I also do blogging and lots with AI
 
Win10 reached end-of-life in October which means no security updates November and beyond. Continuing with Win10 will be riskier than normal :). I just replaced my Surface Pro of 7+ years, so I got money's worth out of it. I splurged on a higher-end HP laptop and expect it to last.
 
Part of me wants the Surface Laptop. But I really don't want to drop 1200. Technically, I could, but this close to "Christmas," I will be making it harder on my family. I really like the Omnibook, but I don't like the keyboard on the 7. It looks small online
 
I was a lifelong Windows user but converted to MacOS to write on Scrivener in its native Mac-first form.

I have a M4 Pro MacBook Pro, dual monitors, and use a KVM switch to share a gaming keyboard, mouse, and webcam between Mac and Windows.

In general I suggest getting as much RAM as you can—I'm always bumping my head on RAM restrictions (mostly too many Chrome tabs open at once thanks to ADHD, heh).1761668299427.webp
 
HopeScriber, compare the Omnibook to Dell's Ultrabook Inspiron 15 or similar.
 
I was a lifelong Windows user but converted to MacOS to write on Scrivener in its native Mac-first form.

I have a M4 Pro MacBook Pro, dual monitors, and use a KVM switch to share a gaming keyboard, mouse, and webcam between Mac and Windows.

In general I suggest getting as much RAM as you can—I'm always bumping my head on RAM restrictions (mostly too many Chrome tabs open at once thanks to ADHD, heh).View attachment 20336
I'm similar. tabs for days.
HopeScriber, compare the Omnibook to Dell's Ultrabook Inspiron 15 or similar.
Ok, thanks for the suggestion.
 
Hope, can you get by with what you have until after Christmas? Then see what you can afford?
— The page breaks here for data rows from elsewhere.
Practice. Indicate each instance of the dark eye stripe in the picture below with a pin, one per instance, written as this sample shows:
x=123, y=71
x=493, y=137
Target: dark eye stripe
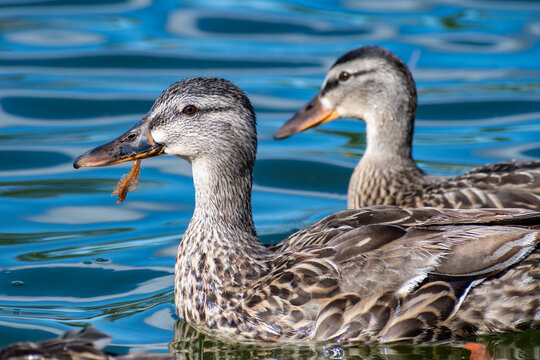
x=330, y=84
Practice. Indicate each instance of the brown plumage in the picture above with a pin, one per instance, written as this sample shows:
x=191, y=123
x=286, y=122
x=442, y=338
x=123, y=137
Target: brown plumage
x=373, y=84
x=379, y=274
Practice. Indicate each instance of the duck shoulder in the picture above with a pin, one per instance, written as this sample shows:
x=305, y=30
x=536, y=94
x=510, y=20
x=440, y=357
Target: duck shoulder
x=508, y=184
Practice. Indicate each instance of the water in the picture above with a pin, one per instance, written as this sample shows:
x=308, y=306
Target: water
x=74, y=75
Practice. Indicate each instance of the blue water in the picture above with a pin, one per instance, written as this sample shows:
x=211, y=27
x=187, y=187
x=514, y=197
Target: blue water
x=76, y=74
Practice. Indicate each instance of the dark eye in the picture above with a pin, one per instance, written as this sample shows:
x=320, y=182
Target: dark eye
x=189, y=109
x=344, y=76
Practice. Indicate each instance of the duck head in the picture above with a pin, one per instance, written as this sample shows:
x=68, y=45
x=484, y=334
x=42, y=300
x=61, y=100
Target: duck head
x=368, y=83
x=196, y=118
You might look at refurbished laptops from Apple, not from Walmart. The one I bought from Apple was a MacBook Pro 2015 model, and if I hadn't dropped it on its WiFi mechanism, I wouldn't need the Windows laptop I'm writing on now. The Mac in the meantime, continues just fine, although due to its age, there are programs it won't run. But it has the MS Word that was bought and paid for. Now (after having someone hack my other computer, bought so I would have WiFi) I use it for whatever I want privately private, no internet access.